Closed zhiweihu1103 closed 1 year ago
As you can see on Wandb, I confirm that there are no changes made to the code about model and data processing. We have verified that the pre-trained model, environment configuration, code, and data are all consistent. I don't think the CUDA version and NVIDIA driver version should have such a significant impact.
This is a very vexing question because I can't think of any other reason that could cause this problem.

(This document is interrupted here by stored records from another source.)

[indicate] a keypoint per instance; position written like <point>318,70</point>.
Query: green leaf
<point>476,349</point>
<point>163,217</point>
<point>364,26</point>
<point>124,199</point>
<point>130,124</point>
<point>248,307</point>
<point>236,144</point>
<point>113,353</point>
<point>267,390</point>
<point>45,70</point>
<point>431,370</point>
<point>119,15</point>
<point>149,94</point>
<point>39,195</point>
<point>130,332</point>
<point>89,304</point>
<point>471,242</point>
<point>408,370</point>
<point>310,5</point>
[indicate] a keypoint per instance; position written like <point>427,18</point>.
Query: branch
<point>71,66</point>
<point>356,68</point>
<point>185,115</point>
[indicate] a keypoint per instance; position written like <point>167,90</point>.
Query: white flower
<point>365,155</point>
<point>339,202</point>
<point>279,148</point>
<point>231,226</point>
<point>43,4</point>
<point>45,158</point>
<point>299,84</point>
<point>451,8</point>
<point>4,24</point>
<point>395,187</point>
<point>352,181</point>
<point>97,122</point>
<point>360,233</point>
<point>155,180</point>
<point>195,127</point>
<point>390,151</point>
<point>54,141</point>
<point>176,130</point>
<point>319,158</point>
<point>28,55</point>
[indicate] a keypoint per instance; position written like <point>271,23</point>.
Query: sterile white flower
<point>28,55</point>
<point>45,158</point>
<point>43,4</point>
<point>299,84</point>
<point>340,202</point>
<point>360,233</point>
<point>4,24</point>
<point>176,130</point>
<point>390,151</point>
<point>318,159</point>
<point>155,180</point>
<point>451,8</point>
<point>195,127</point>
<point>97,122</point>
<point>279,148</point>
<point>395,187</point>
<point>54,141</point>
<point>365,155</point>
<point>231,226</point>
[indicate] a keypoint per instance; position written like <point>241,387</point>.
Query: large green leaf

My thought is, perhaps you can make some adjustments to the parameters and then observe if there's a decrease in loss within a few iterations (compared to your previous loss). Maybe consider replacing the optimizer with stochastic gradient descent? I'm not sure.
I'll try adjusting the parameters tomorrow and keep in touch at any time.
I discovered that the folder for the mention images should be named mention_images
instead of mention_image
. This would result in the absence of image data during the training process. This could also be the reason why you were unable to reproduce the original results.
You need to manually modify the following line in the config file for RichpediaMEL.
It is indeed like this, a very subtle problem, thank you very much, I will re-run the code and give the final result.
As a reminder, would you mind uploading the numerical results of Figure 4?
I have just updated the detailed results in the README file.
Great, Thx.
Hi, Pengfei. I have reproduced the results, thanks for your solution. Good luck. I will close the issue.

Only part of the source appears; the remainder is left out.